Green, David R.; Owens, Alastair; Swan, Claire and van Lieshout, Carry (2011). Assets of the dead: wealth, investment, and modernity in nineteenth- and early twentieth-century England and Wales. In: Green, David R.; Owens, Alistair; Maltby, Josephine and Rutterford, Janette eds. Men, women, and money: perspectives on gender, wealth, and investment 1850-1930. Oxford University Press.
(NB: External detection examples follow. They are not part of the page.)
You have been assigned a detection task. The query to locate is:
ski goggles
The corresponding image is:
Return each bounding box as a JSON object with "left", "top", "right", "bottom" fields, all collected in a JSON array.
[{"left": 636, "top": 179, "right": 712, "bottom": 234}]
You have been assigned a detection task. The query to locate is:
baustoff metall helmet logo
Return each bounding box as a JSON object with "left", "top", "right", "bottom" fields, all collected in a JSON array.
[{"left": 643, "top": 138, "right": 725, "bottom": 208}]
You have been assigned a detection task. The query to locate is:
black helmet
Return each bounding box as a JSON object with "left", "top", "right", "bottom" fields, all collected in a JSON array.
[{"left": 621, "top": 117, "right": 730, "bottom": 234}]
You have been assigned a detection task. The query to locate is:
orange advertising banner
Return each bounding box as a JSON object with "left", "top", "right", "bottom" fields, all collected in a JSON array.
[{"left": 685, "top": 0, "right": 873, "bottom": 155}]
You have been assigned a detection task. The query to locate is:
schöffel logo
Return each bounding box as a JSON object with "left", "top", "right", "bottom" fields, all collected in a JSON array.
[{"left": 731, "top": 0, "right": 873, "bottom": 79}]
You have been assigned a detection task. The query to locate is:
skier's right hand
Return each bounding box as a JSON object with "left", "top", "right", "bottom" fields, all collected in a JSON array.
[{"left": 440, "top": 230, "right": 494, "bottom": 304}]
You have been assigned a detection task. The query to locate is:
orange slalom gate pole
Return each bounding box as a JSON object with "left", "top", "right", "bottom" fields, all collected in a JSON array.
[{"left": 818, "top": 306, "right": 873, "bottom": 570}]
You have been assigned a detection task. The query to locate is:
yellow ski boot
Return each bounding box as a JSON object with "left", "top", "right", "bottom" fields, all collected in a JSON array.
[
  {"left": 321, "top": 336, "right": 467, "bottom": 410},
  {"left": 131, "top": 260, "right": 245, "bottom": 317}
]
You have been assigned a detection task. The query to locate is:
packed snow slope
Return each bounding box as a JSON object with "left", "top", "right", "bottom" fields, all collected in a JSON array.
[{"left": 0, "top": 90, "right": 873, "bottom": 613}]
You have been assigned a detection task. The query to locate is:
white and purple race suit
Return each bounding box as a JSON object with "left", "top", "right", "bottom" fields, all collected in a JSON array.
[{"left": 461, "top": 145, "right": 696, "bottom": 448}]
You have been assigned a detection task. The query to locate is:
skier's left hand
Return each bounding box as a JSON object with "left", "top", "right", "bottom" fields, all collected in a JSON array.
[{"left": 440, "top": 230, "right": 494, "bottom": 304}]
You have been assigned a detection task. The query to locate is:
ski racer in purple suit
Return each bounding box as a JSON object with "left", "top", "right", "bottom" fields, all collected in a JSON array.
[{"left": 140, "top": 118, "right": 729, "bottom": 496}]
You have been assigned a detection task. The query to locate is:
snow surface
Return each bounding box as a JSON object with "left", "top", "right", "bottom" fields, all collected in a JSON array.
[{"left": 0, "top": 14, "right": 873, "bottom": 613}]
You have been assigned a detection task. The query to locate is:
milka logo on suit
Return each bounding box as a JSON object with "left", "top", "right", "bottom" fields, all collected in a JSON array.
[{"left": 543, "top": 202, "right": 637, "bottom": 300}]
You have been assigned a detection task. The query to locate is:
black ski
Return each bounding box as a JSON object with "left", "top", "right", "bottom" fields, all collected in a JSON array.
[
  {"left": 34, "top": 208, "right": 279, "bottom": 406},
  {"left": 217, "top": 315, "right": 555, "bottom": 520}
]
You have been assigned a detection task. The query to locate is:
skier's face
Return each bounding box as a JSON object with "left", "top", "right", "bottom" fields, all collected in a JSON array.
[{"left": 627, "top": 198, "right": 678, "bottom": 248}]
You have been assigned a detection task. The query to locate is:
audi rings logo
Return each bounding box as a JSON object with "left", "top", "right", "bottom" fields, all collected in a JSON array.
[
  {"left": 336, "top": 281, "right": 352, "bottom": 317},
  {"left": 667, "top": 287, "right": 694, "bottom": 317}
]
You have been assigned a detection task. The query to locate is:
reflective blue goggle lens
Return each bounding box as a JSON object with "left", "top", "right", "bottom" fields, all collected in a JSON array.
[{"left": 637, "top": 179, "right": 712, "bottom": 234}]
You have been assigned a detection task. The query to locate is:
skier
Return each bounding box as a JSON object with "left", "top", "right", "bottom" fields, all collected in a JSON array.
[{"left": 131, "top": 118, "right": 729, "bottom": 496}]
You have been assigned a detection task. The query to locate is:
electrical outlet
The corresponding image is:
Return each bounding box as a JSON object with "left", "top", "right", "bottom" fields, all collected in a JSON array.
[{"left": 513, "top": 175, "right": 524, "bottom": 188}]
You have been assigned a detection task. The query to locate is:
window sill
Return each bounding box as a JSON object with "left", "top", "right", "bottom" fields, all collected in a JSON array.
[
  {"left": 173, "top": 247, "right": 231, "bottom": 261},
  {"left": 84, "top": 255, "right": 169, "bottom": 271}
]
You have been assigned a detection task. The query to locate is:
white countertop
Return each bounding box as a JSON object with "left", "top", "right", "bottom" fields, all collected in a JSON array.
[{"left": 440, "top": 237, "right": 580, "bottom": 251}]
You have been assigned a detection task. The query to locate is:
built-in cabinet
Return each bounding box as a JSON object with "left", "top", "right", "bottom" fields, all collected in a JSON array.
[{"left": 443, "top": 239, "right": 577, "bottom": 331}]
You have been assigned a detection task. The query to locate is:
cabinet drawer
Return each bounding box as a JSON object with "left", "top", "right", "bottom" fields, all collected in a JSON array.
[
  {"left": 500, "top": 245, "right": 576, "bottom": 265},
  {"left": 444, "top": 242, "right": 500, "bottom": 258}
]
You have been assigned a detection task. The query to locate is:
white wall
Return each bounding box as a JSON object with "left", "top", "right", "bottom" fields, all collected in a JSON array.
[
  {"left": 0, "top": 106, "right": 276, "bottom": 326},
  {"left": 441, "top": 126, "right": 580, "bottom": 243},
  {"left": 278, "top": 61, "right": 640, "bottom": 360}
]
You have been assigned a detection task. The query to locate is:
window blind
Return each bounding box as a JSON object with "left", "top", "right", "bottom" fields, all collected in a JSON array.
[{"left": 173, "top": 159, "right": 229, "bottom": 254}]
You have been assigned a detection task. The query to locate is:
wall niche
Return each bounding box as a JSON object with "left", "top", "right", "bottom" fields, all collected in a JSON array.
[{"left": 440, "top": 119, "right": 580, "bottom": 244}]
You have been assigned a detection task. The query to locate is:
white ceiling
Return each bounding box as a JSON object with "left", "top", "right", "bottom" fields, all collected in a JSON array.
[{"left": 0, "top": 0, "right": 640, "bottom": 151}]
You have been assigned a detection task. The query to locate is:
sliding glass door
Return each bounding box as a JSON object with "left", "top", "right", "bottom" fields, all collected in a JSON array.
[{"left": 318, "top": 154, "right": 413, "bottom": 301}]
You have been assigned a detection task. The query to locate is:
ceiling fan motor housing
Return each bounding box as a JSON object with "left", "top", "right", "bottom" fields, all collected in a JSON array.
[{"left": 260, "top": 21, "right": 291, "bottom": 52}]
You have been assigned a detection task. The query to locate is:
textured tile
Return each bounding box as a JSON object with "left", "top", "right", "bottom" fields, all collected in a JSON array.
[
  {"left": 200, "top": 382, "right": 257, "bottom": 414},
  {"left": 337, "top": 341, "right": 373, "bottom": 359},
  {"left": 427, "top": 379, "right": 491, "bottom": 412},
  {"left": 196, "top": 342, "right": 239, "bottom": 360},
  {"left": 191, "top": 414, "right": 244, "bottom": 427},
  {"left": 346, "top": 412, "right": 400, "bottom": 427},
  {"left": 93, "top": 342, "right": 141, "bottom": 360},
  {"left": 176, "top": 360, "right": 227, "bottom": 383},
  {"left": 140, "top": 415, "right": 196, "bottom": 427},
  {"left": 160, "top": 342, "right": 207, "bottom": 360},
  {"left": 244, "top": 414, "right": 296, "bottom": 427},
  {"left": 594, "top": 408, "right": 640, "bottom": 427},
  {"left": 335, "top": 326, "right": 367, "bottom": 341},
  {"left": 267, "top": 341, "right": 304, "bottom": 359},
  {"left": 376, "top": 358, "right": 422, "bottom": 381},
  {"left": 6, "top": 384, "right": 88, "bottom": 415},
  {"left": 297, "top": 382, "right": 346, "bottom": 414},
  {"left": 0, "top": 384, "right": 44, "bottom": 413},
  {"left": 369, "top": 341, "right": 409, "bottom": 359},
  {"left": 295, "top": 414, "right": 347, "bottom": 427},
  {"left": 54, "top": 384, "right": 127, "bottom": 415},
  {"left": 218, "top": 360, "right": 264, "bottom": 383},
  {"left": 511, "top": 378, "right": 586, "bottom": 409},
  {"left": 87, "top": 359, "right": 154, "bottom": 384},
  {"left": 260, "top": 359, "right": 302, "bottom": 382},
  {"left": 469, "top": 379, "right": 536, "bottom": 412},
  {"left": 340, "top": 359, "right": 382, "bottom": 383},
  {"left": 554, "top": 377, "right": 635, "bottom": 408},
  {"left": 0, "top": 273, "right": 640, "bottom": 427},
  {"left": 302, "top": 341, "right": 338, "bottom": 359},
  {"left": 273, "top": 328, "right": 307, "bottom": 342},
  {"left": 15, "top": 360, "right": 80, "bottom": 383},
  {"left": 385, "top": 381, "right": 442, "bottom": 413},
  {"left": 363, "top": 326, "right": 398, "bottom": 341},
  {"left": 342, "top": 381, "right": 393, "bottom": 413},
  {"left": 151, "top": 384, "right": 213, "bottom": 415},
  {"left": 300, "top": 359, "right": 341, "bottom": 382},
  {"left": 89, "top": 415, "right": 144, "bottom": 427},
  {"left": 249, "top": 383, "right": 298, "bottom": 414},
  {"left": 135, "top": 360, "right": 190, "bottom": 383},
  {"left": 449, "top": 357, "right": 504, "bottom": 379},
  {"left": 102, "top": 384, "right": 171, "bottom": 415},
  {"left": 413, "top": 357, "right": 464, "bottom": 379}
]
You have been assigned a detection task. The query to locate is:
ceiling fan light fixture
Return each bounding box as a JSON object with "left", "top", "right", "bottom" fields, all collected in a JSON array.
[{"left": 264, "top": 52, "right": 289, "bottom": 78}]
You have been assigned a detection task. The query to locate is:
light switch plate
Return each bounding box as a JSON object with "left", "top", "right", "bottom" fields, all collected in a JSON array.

DOI: https://doi.org/10.1093/acprof:oso/9780199593767.003.0003

Abstract

At the start of the twentieth century the sociologist, Georg Simmel, suggested that the emergence of the money economy was one of the key transformations to have taken place in modern society. In the context of late nineteenth- and early twentieth-century Britain, this chapter explores the composition of wealth that underpinned that view. For a representative group of ordinary wealth holders, it examines the relative importance of different assets owned at death, including land, noting how a growing number of these individuals invested their money in company stocks and shares. Traditional forms of investment, notably government bonds, declined in importance until the First World War. Women as well as men participated in this emerging money economy based on the ownership of financial assets. Growing numbers of individual shareholders were matched by their widening geographical scope, suggesting that the spread of the money economy was a national phenomenon.